Soulager les souffrances et lever le tabou

« Au mois de mars seulement, nos équipes ont pris en charge 123 victimes de violences sexuelles et traité 907 IST. Ces chiffres sont énormes ! » s’exclame Mame Anna Sane responsable médicale du projet. « Vous vous rendez compte ? Cela fait presque quatre personnes violées par jour et ce sont uniquement ceux qui se rendent aux centres de santé. Le sujet est tabou et beaucoup ne viennent pas chercher de l’aide, nous sommes donc sûrement en dessous des chiffres réels. »

Depuis février 2016, trois équipes composées d’un superviseur infirmier, d’un promoteur de santé et d’un psychologue soutiennent neuf centres de la région en formant le personnel local à la prise en charge médicale et psychologique de ces patients. Ils apportent également les médicaments nécessaires au traitement et font un travail de sensibilisation pour que les victimes viennent chercher de l’aide. Il s’agit de les inciter à se présenter dans les 72 heures suivant l’agression, car certaines prophylaxies ne sont plus efficaces passé ce délai. Leur rôle est aussi d’expliquer aux personnes quels sont les symptômes des IST pour qu’ils les reconnaissent et viennent consulter.

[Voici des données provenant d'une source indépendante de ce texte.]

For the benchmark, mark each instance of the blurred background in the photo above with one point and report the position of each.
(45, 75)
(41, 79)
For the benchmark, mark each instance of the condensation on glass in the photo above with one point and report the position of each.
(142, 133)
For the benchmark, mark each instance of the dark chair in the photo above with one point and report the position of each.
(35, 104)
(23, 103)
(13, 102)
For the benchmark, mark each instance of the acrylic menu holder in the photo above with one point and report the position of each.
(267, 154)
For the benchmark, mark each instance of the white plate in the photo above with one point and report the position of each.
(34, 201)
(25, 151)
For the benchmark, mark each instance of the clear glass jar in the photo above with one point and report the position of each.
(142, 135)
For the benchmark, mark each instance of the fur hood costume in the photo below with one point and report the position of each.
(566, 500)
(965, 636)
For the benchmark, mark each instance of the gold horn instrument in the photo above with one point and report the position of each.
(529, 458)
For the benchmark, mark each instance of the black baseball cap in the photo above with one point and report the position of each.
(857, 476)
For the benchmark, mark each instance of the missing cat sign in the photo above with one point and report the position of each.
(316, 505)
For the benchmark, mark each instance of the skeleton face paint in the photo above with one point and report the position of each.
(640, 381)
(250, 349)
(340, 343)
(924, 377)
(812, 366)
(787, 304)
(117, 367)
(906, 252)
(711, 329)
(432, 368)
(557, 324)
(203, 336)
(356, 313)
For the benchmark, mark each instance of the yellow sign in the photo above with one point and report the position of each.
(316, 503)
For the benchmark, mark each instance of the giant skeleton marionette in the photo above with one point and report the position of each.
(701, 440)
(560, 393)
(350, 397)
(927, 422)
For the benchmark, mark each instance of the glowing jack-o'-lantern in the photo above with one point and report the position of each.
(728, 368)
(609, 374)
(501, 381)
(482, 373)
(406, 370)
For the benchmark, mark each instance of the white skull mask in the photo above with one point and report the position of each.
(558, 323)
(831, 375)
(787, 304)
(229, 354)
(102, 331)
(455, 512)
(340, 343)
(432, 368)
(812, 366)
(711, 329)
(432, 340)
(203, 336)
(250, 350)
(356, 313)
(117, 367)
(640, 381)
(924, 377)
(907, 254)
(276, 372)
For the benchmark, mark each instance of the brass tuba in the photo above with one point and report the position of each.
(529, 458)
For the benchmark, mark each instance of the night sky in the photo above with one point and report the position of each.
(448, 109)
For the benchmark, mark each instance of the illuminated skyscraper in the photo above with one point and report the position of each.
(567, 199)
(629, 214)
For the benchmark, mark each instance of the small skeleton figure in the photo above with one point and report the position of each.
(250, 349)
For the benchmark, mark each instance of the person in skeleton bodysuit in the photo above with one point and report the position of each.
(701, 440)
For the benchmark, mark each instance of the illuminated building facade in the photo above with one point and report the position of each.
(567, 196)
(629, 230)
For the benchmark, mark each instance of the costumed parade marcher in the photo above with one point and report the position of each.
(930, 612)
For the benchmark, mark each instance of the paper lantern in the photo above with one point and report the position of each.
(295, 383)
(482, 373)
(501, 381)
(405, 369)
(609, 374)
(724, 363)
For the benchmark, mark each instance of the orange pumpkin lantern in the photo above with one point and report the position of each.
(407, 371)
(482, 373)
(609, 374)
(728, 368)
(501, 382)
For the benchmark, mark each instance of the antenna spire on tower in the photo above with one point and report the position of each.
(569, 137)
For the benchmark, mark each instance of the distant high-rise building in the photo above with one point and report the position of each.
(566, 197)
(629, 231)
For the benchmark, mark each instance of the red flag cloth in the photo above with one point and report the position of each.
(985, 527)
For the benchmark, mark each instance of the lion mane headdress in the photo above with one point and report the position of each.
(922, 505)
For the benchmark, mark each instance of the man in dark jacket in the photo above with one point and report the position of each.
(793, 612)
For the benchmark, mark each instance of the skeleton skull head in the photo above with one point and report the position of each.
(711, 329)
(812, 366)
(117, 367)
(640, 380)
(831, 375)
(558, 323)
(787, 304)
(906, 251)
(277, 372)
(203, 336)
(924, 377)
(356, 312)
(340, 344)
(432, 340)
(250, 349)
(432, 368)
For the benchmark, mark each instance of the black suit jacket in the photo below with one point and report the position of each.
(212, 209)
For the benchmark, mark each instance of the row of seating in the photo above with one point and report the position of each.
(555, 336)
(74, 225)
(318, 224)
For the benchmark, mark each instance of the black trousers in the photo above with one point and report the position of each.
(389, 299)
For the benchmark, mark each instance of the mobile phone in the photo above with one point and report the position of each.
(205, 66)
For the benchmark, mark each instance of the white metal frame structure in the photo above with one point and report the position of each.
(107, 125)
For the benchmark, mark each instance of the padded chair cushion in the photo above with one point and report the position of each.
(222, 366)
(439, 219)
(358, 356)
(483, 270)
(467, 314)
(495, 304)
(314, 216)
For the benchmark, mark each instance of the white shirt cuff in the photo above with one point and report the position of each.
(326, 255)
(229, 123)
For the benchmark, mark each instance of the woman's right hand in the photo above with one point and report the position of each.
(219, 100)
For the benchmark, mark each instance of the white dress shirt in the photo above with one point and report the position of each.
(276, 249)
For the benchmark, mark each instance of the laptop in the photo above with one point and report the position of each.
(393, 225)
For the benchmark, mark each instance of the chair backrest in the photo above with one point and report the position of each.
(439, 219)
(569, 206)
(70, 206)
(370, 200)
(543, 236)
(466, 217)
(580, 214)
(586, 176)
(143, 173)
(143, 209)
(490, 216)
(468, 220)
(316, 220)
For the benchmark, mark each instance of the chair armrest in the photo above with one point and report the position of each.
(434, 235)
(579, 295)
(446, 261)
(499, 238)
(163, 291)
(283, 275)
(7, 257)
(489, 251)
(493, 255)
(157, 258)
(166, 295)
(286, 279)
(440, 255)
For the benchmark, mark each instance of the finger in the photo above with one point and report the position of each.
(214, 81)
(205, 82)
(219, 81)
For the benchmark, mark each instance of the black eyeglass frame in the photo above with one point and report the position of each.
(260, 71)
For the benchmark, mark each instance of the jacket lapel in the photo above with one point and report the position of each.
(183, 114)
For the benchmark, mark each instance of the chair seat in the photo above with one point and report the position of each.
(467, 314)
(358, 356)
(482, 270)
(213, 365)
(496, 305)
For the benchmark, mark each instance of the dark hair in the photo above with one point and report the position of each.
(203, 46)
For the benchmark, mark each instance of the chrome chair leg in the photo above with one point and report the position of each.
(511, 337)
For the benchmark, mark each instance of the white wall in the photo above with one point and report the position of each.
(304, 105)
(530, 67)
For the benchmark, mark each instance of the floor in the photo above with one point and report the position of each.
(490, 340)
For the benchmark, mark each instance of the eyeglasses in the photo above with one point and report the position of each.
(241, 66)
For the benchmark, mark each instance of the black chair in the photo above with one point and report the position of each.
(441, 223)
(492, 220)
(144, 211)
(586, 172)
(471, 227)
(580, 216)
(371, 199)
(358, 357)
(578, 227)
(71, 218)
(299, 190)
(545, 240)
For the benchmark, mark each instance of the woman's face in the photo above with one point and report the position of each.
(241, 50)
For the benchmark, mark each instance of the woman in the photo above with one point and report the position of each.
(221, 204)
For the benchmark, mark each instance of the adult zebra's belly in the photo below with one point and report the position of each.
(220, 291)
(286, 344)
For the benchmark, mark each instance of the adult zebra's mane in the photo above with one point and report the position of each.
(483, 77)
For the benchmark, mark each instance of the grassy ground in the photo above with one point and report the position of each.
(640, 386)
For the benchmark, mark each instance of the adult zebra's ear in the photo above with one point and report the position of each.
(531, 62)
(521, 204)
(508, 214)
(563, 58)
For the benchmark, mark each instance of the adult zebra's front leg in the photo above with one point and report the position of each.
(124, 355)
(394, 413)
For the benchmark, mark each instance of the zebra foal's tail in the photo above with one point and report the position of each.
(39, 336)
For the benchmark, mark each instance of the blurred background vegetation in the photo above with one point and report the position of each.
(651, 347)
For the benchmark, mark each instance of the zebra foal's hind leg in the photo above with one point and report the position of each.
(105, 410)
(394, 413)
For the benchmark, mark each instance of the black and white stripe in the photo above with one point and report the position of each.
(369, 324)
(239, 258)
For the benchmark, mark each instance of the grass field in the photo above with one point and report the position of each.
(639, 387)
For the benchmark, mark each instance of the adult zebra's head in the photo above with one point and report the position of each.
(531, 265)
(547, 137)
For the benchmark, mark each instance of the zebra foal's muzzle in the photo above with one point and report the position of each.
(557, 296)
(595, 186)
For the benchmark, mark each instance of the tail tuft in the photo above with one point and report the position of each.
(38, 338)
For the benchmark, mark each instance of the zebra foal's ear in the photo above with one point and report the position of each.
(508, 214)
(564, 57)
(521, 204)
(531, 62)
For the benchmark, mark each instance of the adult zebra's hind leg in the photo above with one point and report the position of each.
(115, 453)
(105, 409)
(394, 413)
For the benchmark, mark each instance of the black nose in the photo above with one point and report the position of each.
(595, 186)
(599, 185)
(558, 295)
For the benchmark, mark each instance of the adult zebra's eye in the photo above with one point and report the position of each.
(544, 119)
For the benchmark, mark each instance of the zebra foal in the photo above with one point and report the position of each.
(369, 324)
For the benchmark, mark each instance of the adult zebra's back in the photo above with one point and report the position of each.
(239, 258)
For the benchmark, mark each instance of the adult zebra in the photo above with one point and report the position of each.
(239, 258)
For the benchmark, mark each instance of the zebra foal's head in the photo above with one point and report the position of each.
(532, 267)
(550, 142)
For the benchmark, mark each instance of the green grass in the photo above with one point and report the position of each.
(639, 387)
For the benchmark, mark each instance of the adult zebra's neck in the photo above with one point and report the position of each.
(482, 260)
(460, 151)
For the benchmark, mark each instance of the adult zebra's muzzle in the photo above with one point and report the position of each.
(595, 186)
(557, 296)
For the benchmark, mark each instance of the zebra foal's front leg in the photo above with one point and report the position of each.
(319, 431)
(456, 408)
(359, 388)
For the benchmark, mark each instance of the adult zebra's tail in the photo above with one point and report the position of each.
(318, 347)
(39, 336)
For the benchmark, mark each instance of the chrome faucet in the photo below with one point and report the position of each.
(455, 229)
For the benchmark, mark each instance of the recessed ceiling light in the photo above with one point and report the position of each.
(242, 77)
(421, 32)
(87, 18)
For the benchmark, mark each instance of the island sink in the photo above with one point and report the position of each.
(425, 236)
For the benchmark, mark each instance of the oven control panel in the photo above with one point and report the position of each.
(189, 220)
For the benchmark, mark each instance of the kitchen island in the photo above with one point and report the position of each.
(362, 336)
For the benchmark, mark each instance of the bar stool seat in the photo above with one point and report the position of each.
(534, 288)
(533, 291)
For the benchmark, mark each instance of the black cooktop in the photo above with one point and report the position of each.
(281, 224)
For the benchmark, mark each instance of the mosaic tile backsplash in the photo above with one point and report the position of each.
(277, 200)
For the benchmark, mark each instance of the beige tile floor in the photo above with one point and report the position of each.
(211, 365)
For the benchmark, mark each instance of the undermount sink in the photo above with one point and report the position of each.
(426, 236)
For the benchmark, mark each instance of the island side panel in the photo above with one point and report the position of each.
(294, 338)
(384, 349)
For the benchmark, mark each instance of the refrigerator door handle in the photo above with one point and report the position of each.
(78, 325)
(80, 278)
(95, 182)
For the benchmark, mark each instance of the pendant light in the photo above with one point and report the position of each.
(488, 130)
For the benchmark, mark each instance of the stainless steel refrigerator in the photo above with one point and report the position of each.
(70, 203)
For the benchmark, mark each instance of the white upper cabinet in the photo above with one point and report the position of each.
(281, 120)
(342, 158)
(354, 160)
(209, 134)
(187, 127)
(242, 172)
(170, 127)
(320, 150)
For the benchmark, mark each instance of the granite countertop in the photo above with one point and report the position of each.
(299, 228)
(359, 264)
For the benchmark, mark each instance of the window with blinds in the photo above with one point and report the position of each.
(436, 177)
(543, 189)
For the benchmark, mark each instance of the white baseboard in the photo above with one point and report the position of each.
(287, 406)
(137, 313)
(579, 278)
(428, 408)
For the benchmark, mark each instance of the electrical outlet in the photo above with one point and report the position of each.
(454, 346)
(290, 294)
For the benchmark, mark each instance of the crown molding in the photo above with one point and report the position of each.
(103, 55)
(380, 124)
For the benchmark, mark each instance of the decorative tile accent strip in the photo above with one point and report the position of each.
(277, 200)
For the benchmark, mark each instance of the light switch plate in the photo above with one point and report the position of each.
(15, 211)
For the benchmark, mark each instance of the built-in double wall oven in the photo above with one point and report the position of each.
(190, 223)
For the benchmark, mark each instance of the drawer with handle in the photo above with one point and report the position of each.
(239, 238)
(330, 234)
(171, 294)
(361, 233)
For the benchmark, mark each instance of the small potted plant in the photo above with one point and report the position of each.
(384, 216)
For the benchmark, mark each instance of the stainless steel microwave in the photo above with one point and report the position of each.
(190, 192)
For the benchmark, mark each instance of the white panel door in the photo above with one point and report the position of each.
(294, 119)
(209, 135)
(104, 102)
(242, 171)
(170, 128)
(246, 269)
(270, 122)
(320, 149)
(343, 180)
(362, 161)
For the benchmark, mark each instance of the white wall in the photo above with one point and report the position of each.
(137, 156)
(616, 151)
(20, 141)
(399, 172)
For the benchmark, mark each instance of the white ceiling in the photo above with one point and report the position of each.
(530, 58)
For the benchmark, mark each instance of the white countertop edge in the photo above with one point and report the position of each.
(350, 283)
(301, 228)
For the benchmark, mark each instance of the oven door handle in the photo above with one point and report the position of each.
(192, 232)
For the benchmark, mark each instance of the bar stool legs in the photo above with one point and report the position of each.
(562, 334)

Accompagner les survivantes

Ce travail de sensibilisation porte ses fruits et les victimes viennent plus rapidement au centre, comme cette femme de 70 ans qui a été agressée et que ses voisins ont amené au centre de santé de Biakato. Elle dormait dans sa maison quand trois hommes armés sont venus fracasser sa porte vers 21 heures. Ils l’ont tirée hors de chez elle jusqu’au cœur de la forêt et l’ont battue et violée à tour de rôle. Ils l’ont laissée là, nue et inconsciente. Etant arrivée au centre de santé deux jours après son viol, elle a pu recevoir les prophylaxies qui lui éviteront de contracter une infection sexuellement transmissible. Ses blessures ont été soignées et elle a reçu un soutien psychologique. Sa fille est là pour l’accompagner, mais ce n’est pas toujours le cas. En effet, dans la maternité du centre de Biakato, se trouve Marie, 37 ans (dont le nom a été modifié). Elle vient d’accoucher d’un petit garçon et elle est seule. Marie a été enlevée par un groupe de Mai-Mai alors qu’elle partait vendre des boissons dans une des carrières proches de chez elle. Elle est restée captive pendant plus d’un an et a pu s’échapper lorsque les forces armées congolaises ont attaqué le campement. Elle a voulu retourner auprès de son mari, mais celui-ci l’a chassée car elle était alors enceinte de quatre mois à cause des viols à répétition qu’elle avait subis.

Une urgence médicale

« C’est un véritable travail sur les mentalités que nous avons à faire pour lever le tabou autour des violences sexuelles et pour que les soins puissent être offerts à toutes les victimes, » continue Mame Anna Sane, « sur les populations, mais aussi sur les autorités. Il y a certes un aspect criminel et judiciaire aux violences sexuelles, mais pour nous c’est avant tout une urgence médicale. »

Le projet de MSF à Mambasa est prévu sur une période initiale de six mois suite à quoi les activités seront évaluées et adaptées selon les besoins qui sont déjà bien au-delà des prévisions.